Le finalità strategiche dell’interesse britannico per la Palestina erano ammesse apertamente nel 1852 nell’opuscolo di un certo Hollingsworth il quale sosteneva che la creazione di uno Stato ebraico in Palestina avrebbe consentito alla Gran Bretagna di difendere e tenere aperta la via dell’India. Va però rilevato che nel periodo 1840-1880 durante il quale esercitò un’influenza preponderante se non esclusiva sul governo di Costantinopoli e sugli affari interni dell’Impero Ottomano, la Gran Bretagna non sostenne apertamente l'idea di una sovranità ebraica sulla Palestina ma si limitò, per non irritare i turchi, a sostenere l'insediamento di colonie ebraiche in Terra Santa. Successivamente, a mano a mano che si veniva precisando la minaccia di una crescente penetrazione e influenza della Germania nell’Impero Ottomano, il governo di Londra, per non offrire pretesti ai circoli antibritannici di Costantinopoli, mise la sordina anche al suo appoggio agli ebrei e ai programmi sionisti. E proprio tenendo conto della preoccupazione di non irritare la suscettibilità della Porta che si spiega l'iniziativa britannica, di cui si parlerà piu avanti, di favorire la creazione di una sede nazionale ebraica, nella regione di el-Arish e, fallito questo progetto, in Uganda.

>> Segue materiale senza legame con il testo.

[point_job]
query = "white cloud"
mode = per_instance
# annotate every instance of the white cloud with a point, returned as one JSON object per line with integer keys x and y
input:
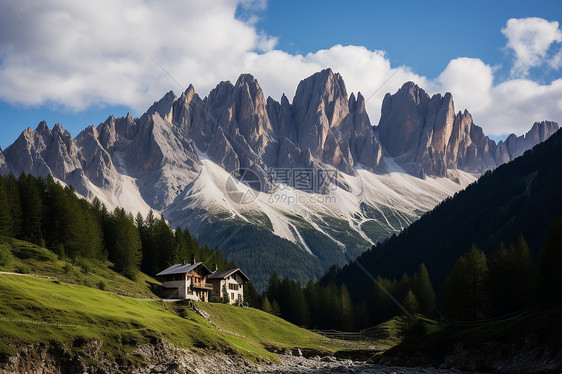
{"x": 530, "y": 39}
{"x": 470, "y": 81}
{"x": 99, "y": 52}
{"x": 79, "y": 56}
{"x": 363, "y": 70}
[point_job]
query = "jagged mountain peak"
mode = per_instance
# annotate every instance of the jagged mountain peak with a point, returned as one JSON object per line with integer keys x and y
{"x": 177, "y": 156}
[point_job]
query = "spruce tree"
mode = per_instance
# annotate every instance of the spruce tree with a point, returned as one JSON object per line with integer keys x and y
{"x": 32, "y": 209}
{"x": 550, "y": 265}
{"x": 410, "y": 302}
{"x": 512, "y": 278}
{"x": 423, "y": 290}
{"x": 266, "y": 306}
{"x": 6, "y": 223}
{"x": 465, "y": 293}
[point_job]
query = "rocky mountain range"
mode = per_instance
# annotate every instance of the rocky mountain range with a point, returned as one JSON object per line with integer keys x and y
{"x": 176, "y": 159}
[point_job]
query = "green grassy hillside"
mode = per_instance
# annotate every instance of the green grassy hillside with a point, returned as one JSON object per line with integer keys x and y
{"x": 69, "y": 307}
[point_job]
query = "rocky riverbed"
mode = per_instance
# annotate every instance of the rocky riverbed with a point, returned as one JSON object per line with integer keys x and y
{"x": 163, "y": 357}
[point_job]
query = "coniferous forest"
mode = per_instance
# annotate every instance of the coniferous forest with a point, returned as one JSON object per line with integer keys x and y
{"x": 43, "y": 212}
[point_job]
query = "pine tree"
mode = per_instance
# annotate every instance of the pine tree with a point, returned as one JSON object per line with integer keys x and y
{"x": 251, "y": 296}
{"x": 32, "y": 209}
{"x": 410, "y": 302}
{"x": 347, "y": 321}
{"x": 512, "y": 278}
{"x": 123, "y": 242}
{"x": 423, "y": 290}
{"x": 275, "y": 309}
{"x": 266, "y": 306}
{"x": 550, "y": 265}
{"x": 6, "y": 223}
{"x": 14, "y": 205}
{"x": 465, "y": 294}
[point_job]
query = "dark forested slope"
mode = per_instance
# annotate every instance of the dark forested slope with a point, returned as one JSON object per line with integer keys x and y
{"x": 518, "y": 198}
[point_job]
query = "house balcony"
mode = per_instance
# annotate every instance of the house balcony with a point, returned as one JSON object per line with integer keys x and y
{"x": 202, "y": 285}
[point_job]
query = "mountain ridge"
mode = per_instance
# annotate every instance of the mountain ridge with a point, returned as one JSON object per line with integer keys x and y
{"x": 172, "y": 157}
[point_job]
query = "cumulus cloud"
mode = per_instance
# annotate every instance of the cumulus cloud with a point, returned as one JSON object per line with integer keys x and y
{"x": 79, "y": 55}
{"x": 470, "y": 81}
{"x": 365, "y": 71}
{"x": 530, "y": 39}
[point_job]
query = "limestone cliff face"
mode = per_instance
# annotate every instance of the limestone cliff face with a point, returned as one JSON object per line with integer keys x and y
{"x": 237, "y": 127}
{"x": 427, "y": 138}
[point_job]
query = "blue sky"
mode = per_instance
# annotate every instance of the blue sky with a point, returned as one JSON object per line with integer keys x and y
{"x": 59, "y": 67}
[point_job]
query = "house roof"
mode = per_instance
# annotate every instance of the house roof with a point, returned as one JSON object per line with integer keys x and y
{"x": 221, "y": 274}
{"x": 182, "y": 269}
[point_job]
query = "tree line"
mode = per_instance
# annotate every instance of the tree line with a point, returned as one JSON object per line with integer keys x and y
{"x": 43, "y": 212}
{"x": 477, "y": 287}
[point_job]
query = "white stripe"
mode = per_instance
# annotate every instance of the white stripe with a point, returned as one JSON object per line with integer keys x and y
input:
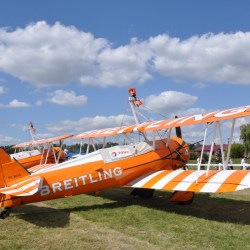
{"x": 245, "y": 183}
{"x": 17, "y": 184}
{"x": 146, "y": 179}
{"x": 216, "y": 181}
{"x": 166, "y": 179}
{"x": 189, "y": 180}
{"x": 22, "y": 188}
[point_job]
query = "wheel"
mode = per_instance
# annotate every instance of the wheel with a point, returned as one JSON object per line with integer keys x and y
{"x": 5, "y": 213}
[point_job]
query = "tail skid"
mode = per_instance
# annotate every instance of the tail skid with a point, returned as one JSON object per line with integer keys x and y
{"x": 10, "y": 170}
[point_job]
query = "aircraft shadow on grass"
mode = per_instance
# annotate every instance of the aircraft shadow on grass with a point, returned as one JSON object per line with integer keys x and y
{"x": 203, "y": 206}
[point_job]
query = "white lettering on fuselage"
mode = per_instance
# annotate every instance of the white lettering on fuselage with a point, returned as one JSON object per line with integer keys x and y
{"x": 80, "y": 181}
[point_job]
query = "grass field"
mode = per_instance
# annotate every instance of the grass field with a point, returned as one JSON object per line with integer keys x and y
{"x": 117, "y": 220}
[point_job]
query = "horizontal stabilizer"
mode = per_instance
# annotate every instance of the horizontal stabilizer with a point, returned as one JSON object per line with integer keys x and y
{"x": 212, "y": 181}
{"x": 26, "y": 187}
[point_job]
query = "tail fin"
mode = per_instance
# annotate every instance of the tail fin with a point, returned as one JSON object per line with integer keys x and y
{"x": 10, "y": 170}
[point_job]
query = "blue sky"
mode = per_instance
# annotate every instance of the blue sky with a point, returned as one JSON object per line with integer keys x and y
{"x": 66, "y": 65}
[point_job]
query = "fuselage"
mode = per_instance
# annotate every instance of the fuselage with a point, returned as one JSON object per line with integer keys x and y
{"x": 103, "y": 169}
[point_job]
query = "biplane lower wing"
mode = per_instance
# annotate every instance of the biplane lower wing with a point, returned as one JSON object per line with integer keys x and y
{"x": 24, "y": 188}
{"x": 212, "y": 181}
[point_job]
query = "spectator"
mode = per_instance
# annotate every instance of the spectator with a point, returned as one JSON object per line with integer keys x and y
{"x": 244, "y": 163}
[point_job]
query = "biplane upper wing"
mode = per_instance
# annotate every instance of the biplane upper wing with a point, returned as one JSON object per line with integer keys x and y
{"x": 26, "y": 187}
{"x": 42, "y": 141}
{"x": 212, "y": 181}
{"x": 170, "y": 123}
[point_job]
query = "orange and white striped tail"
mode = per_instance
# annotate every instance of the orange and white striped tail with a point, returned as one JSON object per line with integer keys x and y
{"x": 212, "y": 181}
{"x": 26, "y": 187}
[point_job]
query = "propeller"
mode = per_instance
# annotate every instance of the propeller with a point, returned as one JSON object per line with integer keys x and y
{"x": 178, "y": 130}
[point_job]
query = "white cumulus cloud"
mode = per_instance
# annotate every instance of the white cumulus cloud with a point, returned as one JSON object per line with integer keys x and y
{"x": 169, "y": 101}
{"x": 15, "y": 104}
{"x": 67, "y": 98}
{"x": 47, "y": 55}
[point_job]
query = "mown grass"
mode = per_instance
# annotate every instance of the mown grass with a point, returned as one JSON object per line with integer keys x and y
{"x": 117, "y": 220}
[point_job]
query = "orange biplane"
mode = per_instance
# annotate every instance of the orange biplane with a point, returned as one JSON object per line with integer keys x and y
{"x": 154, "y": 163}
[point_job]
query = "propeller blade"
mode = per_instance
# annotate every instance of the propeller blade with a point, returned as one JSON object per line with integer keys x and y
{"x": 178, "y": 130}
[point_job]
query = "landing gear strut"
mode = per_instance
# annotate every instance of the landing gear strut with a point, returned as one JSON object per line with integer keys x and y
{"x": 143, "y": 192}
{"x": 5, "y": 213}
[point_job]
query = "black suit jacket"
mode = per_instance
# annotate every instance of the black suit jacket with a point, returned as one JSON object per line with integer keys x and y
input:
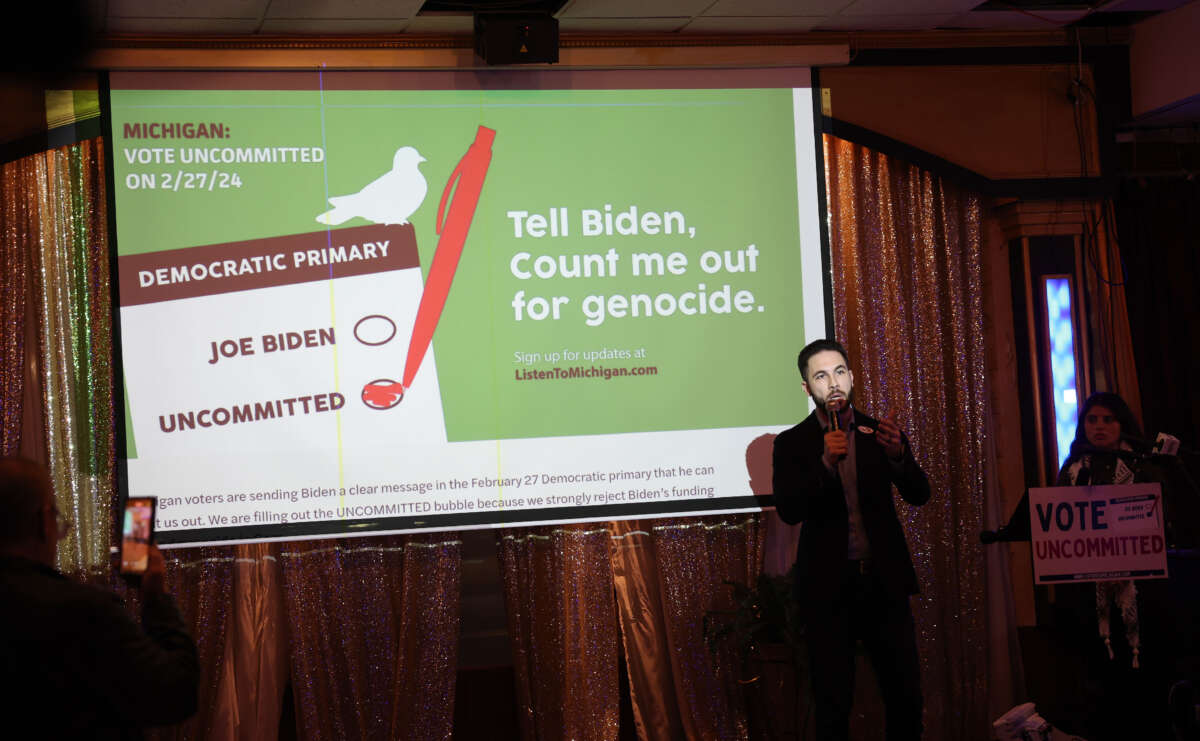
{"x": 75, "y": 664}
{"x": 807, "y": 492}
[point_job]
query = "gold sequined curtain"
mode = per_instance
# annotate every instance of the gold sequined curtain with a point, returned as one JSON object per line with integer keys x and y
{"x": 70, "y": 260}
{"x": 907, "y": 306}
{"x": 1116, "y": 368}
{"x": 201, "y": 580}
{"x": 18, "y": 224}
{"x": 373, "y": 636}
{"x": 694, "y": 559}
{"x": 250, "y": 697}
{"x": 643, "y": 636}
{"x": 558, "y": 590}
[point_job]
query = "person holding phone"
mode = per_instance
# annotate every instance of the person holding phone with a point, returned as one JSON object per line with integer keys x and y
{"x": 73, "y": 662}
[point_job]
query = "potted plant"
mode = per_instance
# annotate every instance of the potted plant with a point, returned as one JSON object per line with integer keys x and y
{"x": 766, "y": 634}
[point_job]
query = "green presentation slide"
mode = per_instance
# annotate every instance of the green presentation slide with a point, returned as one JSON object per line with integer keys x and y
{"x": 327, "y": 287}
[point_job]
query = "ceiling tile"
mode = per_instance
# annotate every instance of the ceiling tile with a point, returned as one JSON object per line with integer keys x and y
{"x": 622, "y": 25}
{"x": 777, "y": 8}
{"x": 633, "y": 8}
{"x": 343, "y": 8}
{"x": 334, "y": 25}
{"x": 441, "y": 23}
{"x": 883, "y": 23}
{"x": 96, "y": 12}
{"x": 910, "y": 7}
{"x": 1014, "y": 19}
{"x": 186, "y": 8}
{"x": 181, "y": 25}
{"x": 762, "y": 24}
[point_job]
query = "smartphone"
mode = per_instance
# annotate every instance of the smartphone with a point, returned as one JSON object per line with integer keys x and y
{"x": 137, "y": 534}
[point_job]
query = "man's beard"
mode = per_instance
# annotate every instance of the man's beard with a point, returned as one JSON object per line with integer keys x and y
{"x": 846, "y": 399}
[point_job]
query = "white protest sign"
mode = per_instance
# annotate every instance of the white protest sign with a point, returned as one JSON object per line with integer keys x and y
{"x": 1097, "y": 534}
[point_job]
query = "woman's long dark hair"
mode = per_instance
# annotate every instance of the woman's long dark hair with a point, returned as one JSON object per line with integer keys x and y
{"x": 1131, "y": 432}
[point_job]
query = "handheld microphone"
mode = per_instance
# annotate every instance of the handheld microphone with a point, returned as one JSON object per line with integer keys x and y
{"x": 833, "y": 408}
{"x": 1165, "y": 445}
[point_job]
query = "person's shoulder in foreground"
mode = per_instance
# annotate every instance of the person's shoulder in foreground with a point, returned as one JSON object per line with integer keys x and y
{"x": 73, "y": 662}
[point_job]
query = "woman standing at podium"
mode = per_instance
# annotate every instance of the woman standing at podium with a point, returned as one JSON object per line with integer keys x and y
{"x": 1103, "y": 622}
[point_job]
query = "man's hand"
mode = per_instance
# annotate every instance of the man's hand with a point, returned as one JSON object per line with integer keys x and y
{"x": 837, "y": 446}
{"x": 891, "y": 437}
{"x": 153, "y": 580}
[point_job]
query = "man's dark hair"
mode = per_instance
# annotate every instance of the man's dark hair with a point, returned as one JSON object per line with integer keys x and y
{"x": 813, "y": 348}
{"x": 1131, "y": 431}
{"x": 22, "y": 483}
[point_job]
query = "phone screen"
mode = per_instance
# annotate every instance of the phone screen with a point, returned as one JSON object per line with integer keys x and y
{"x": 137, "y": 532}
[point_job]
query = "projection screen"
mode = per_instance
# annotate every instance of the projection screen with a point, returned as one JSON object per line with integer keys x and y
{"x": 365, "y": 302}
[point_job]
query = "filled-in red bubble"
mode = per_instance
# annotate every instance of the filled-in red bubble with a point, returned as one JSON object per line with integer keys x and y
{"x": 382, "y": 393}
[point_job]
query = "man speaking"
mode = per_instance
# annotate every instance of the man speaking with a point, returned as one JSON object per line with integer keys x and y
{"x": 834, "y": 473}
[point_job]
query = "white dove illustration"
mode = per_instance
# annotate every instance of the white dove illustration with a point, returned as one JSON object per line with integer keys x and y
{"x": 389, "y": 199}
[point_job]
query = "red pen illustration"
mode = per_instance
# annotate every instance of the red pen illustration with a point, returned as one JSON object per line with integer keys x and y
{"x": 466, "y": 182}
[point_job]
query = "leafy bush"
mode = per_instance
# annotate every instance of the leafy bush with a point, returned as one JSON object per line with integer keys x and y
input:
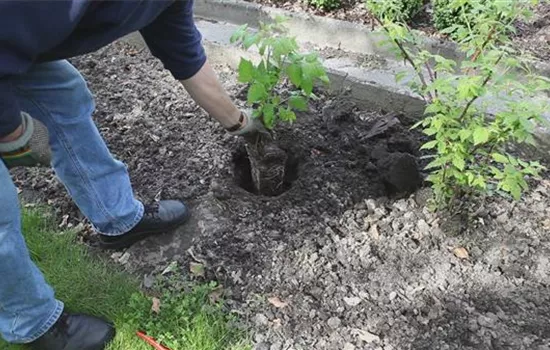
{"x": 280, "y": 61}
{"x": 469, "y": 139}
{"x": 398, "y": 10}
{"x": 457, "y": 17}
{"x": 325, "y": 4}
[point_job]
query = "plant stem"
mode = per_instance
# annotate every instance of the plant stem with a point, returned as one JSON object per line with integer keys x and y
{"x": 485, "y": 43}
{"x": 485, "y": 82}
{"x": 408, "y": 58}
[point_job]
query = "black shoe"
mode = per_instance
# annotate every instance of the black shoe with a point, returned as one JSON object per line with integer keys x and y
{"x": 76, "y": 332}
{"x": 159, "y": 218}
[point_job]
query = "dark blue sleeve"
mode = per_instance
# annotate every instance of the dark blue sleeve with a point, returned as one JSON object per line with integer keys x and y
{"x": 175, "y": 40}
{"x": 28, "y": 28}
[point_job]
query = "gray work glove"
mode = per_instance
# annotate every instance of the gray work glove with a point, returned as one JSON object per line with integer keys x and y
{"x": 31, "y": 149}
{"x": 252, "y": 128}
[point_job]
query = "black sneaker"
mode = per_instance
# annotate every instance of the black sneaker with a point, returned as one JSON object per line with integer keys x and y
{"x": 76, "y": 332}
{"x": 158, "y": 218}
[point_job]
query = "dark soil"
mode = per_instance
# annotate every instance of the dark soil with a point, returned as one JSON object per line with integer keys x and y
{"x": 346, "y": 258}
{"x": 532, "y": 36}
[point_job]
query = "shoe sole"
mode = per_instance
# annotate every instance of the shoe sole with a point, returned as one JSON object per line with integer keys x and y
{"x": 133, "y": 239}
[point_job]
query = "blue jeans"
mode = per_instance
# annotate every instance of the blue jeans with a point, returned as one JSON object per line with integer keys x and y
{"x": 56, "y": 94}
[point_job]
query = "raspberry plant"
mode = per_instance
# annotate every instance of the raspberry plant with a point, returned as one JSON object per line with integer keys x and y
{"x": 458, "y": 17}
{"x": 470, "y": 143}
{"x": 401, "y": 10}
{"x": 325, "y": 4}
{"x": 280, "y": 61}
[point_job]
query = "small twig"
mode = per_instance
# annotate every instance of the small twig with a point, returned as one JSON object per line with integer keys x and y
{"x": 433, "y": 75}
{"x": 408, "y": 58}
{"x": 471, "y": 102}
{"x": 480, "y": 50}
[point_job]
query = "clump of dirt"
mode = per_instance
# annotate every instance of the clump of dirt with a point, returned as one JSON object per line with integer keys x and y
{"x": 532, "y": 36}
{"x": 267, "y": 165}
{"x": 342, "y": 259}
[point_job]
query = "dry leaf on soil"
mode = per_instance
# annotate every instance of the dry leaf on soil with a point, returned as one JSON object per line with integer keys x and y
{"x": 156, "y": 305}
{"x": 374, "y": 232}
{"x": 461, "y": 253}
{"x": 216, "y": 294}
{"x": 196, "y": 269}
{"x": 278, "y": 303}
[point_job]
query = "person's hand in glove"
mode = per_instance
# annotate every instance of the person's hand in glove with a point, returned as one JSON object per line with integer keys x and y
{"x": 250, "y": 128}
{"x": 30, "y": 149}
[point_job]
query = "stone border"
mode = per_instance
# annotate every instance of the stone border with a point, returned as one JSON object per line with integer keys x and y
{"x": 368, "y": 89}
{"x": 323, "y": 31}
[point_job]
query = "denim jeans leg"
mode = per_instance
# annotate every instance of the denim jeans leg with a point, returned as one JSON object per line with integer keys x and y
{"x": 28, "y": 307}
{"x": 56, "y": 94}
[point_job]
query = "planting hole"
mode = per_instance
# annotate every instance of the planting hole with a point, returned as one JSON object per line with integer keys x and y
{"x": 243, "y": 174}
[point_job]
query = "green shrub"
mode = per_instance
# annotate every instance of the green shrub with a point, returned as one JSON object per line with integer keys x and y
{"x": 325, "y": 4}
{"x": 280, "y": 61}
{"x": 397, "y": 10}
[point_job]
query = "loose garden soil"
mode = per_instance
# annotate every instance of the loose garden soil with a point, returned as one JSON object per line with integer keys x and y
{"x": 532, "y": 36}
{"x": 347, "y": 258}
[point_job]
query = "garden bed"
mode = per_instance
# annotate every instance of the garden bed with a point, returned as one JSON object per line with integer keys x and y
{"x": 341, "y": 260}
{"x": 533, "y": 37}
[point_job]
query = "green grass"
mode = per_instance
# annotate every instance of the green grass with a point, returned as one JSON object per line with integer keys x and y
{"x": 187, "y": 320}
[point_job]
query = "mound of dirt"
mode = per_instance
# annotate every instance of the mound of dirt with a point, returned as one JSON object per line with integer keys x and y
{"x": 346, "y": 258}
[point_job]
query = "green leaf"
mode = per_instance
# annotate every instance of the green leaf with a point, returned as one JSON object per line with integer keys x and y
{"x": 400, "y": 76}
{"x": 250, "y": 40}
{"x": 287, "y": 115}
{"x": 256, "y": 93}
{"x": 464, "y": 134}
{"x": 298, "y": 102}
{"x": 435, "y": 164}
{"x": 239, "y": 33}
{"x": 268, "y": 113}
{"x": 500, "y": 158}
{"x": 307, "y": 86}
{"x": 429, "y": 145}
{"x": 294, "y": 72}
{"x": 459, "y": 162}
{"x": 246, "y": 71}
{"x": 430, "y": 131}
{"x": 480, "y": 182}
{"x": 481, "y": 135}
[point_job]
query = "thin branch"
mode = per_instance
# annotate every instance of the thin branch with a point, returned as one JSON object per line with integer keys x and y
{"x": 433, "y": 76}
{"x": 408, "y": 58}
{"x": 480, "y": 50}
{"x": 485, "y": 82}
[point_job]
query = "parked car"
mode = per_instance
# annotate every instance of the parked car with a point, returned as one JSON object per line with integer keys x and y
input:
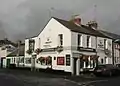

L’occasione favorevole per realizzare l'idea di uno Stato ebraico sembrò presentarsi con il Congresso di Berlino del 1878. Al principe Bismarck, presidente del congresso, venne presentato un memorandum che suggeriva la creazione di uno Stato ebraico in Palestina. Ma la proposta venne scartata dal cancelliere tedesco come "un’idea folle". Anche se fosse stata posta all’ordine del giorno del congresso, la proposta non avrebbe avuto nessuna possibilita di successo in quanto, ancor prima dell’apertura del congresso, con la convenzione anglo-ottomana del 4 giugno 1878, la Gran Bretagna si era impegnata, in cambio dell’isola di Cipro e del diritto di interferire negli affari interni della Turchia, a difendere "con la forza delle armi" i territori asiatici dell’Impero Ottomano.

Le nascenti rivalità imperialistiche tra le potenze europee servono quindi, per il momento, a mantenere in vita "l'uomo malato", in quanto le ambizioni degli Stati che miravano a spartirsi la "carcassa del turco" si elidevano a vicenda e nessuno voleva o poteva assumersi la responsabilita di turbare un equilibrio già tanto fragile la cui rottura rischiava di scatenare un conflitto di incalcolabili proporzioni. Di questo rinvio beneficieranno i territori asiatici dell'Impero Ottomano, primo fra tutti la Palestina.